The most important tenet of Blake's theory of art was the idea that the outline or lineament was necessary to produce a good work of art. He found fault with artists who did not use the technique of outlining the body in their images of human beings. Those familiar with other great artists may find this dictum strange. But Blake had his reason, as usual, related to his ideas of the spiritual being primary, the material secondary.
>From the definition of lineament in Webster's 1913 volume, we learn that lineament is:
"One of the outlines, exterior features, or distinctive marks, of a body or figure, particularly of the face; feature; form; mark;"
>WordNet suggests that lineament is "a characteristic property that defines the apparent individual nature of something."
>From a current usage of lineament in geology we learn that "A lineament is a linear feature in a landscape which is an expression of an underlying geological structure such as a fault."
Illustrations to Dante's Divine Comedy
Dante, Virgil, Simoniac Pope
From Blake's usage it seems he was applying all of these understandings of the word. The outline presented the distinctive features of the object, but not just in an exterior sense. The very individual nature of the thing was inherent in the lineaments. The underlying structure became visible through the outline. Now we see why there is a spiritual dimension to portraying faces, insects, trees, serpents or bodies as outlined; to assist us in seeing not 'with but through the eye.'
Blake on outline and lineament:
Annotations to Reynolds, p 178, (E 657)
"What does Precision of Pencil mean? If it does not mean Outline it means Nothing"
A Descriptive Catalogue of Blake's Exhibition, Number XV, (E 549)
"When Mr. B. formerly painted in oil colours his Pictures were shewn to certain painters and connoisseurs, who said that they were very admirable Drawings on canvass; but not Pictures: but they said the same of Rafael's Pictures. [P 63] Mr. B. thought this the greatest of compliments, though it was meant otherwise. If losing and obliterating the outline constitutes a Picture, Mr. B. will never be so foolish as to do one. Such art of losing the outlines is the art of Venice and Flanders; it loses all character, and leaves what some people call, expression: but this is a false notion of expression; expression cannot exist without character as its stamina; and neither character nor expression can exist without firm and determinate outline."

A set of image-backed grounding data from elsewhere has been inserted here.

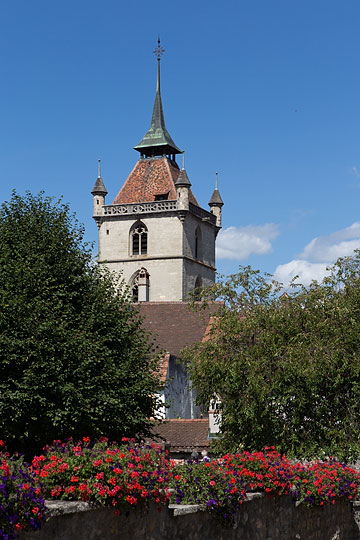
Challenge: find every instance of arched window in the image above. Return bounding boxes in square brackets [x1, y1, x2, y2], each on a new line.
[130, 222, 148, 255]
[129, 268, 150, 302]
[195, 227, 201, 260]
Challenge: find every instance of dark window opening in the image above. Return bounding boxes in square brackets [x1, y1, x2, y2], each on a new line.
[133, 234, 140, 254]
[141, 233, 147, 254]
[131, 223, 148, 255]
[195, 227, 201, 260]
[132, 284, 139, 302]
[154, 193, 169, 201]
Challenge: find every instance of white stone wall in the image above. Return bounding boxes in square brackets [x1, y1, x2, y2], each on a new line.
[183, 214, 216, 267]
[98, 214, 184, 301]
[96, 209, 216, 301]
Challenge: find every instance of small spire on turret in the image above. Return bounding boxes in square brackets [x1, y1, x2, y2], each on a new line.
[209, 171, 224, 207]
[208, 171, 224, 228]
[91, 159, 107, 196]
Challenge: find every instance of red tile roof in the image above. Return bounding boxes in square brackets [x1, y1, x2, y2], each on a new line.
[138, 302, 222, 358]
[157, 353, 170, 384]
[151, 419, 210, 452]
[113, 157, 199, 206]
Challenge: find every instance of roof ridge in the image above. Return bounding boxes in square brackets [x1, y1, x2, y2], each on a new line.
[159, 418, 208, 423]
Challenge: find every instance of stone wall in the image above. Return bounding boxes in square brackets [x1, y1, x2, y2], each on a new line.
[19, 494, 360, 540]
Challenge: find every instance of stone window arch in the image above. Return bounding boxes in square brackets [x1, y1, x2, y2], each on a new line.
[129, 268, 150, 302]
[130, 221, 148, 256]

A Descriptive Catalogue of Blake's Exhibition, Number XV, (E 550)
"How do we distinguish the oak from the beech, the horse from the ox, but by the bounding outline? How do we distinguish one face or countenance from another, but by the bounding line and its infinite inflexions and movements? What is it that builds a house and plants a garden, but the definite and determinate? What is it that distinguishes honesty from knavery, but the hard and wirey line of rectitude and certainty [P 65] in the actions and intentions. Leave out this l[i]ne and you leave out life itself; all is chaos again, and the line of the almighty must be drawn out upon it before man or beast can exist."
Jerusalem, Plate 73, (E 229)
"The Sons of Albion are Twelve: the Sons of Jerusalem Sixteen
I tell how Albions Sons by Harmonies of Concords & Discords
Opposed to Melody, and by Lights & Shades, opposed to Outline
And by Abstraction opposed to the Visions of Imagination"
Milton, PLATE 21 , (E 115)
"But I knew not that it was Milton, for man cannot know
What passes in his members till periods of Space & Time
Reveal the secrets of Eternity: for more extensive
Than any other earthly things, are Mans earthly lineaments."
Milton, Plate 32, (E 132)
"Judge then of thy Own Self: thy Eternal Lineaments explore
What is Eternal & what Changeable? & what Annihilable!"
Modern science tells us that the brain has structures activated very early in life which give us the ability to recognize faces. This ability could be related to the ability to discern lineament as characteristic of underlying identity or spiritual nature.